Proyek pemiskinan secara kultural ini kerap datang dalam rupa proyek yang tampak mulia: bantuan, konservasi, pendidikan, misi kemanusiaan, atau pengenalan sistem ekonomi uang melalui pasar. Sayangnya, semua itu sering tidak disesuaikan dengan konteks budaya setempat. Akibatnya, nilai-nilai lokal yang sudah mengakar tergantikan oleh sistem luar yang belum tentu lebih baik. Ini adalah jenis kerugian yang tak ternilai dan sering kali irreversible. Kesenian yang punah, bahasa yang hilang, hingga cara hidup yang perlahan terkikis, adalah sebagian dari kehilangan yang tidak dicatat dalam laporan pembangunan. Sering kali, negara hadir ke desa bukan hanya dengan membawa program, tapi juga membawa cara pandang. Tidak jarang, pendekatan pembangunan dilakukan dengan memberi label-label yang tidak berasal dari warga sendiri.

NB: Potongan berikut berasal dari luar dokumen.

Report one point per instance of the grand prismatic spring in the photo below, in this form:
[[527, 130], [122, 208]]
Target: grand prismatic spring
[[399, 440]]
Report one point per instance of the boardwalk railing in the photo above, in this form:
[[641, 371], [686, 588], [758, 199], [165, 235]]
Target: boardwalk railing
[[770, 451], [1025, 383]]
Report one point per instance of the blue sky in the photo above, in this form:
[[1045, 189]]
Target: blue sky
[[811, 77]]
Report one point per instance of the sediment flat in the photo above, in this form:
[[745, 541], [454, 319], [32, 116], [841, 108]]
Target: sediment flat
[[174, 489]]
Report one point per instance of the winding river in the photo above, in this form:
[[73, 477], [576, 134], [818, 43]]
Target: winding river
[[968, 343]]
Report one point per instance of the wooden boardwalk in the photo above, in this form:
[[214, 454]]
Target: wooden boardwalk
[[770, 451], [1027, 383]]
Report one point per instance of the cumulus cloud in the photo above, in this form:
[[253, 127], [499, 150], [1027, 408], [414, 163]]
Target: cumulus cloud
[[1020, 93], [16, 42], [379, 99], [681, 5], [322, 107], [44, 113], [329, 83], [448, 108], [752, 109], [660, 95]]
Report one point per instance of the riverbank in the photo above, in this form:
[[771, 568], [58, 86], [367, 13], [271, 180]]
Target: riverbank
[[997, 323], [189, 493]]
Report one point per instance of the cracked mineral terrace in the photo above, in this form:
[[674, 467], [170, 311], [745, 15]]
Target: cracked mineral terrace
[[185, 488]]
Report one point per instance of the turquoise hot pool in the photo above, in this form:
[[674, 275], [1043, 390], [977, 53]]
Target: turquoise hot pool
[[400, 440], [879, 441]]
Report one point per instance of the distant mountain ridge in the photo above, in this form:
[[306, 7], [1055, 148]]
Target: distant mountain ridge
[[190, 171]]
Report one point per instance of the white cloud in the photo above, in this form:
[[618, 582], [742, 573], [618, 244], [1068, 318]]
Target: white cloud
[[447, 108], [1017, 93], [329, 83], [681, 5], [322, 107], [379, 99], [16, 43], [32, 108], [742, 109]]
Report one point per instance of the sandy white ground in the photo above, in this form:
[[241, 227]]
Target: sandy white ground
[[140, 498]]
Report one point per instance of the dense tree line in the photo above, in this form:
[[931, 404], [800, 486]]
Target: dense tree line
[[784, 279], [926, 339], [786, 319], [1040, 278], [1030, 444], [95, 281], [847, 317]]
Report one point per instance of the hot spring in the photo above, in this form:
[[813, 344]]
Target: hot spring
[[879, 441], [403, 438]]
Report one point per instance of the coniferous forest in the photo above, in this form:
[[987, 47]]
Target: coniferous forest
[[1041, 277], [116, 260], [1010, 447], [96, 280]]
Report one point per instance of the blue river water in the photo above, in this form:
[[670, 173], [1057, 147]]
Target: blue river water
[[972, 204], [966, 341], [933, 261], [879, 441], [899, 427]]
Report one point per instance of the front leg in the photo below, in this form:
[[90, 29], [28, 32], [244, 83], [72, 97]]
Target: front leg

Oleh karena itu, seharusnya negara sadar bahwa pada setiap kebijakan, negara harus sadar bahwa tidak semua sudut pandang dari luar bisa dipaksakan begitu saja di desa. Negara harus sadar bahwa tidak semua cara pandang pembangunan dari kota atau pusat bisa serta-merta cocok diterapkan di komunitas lokal.
Padahal, desa menyimpan kekayaan yang jauh lebih beragam: alam yang lestari, budaya yang hidup, solidaritas sosial yang kuat. Satu hal yang sering dilupakan adalah, standard kebahagiaan yang diukur dari jumlah uang sebagaimana dibawa negara lewat berbagai program bantuan tidak selalu relevan di desa. Banyak warga yang dalam statistik dikategorikan sebagai miskin, justru menjalani hidup dengan bahagia dalam kesederhanaan.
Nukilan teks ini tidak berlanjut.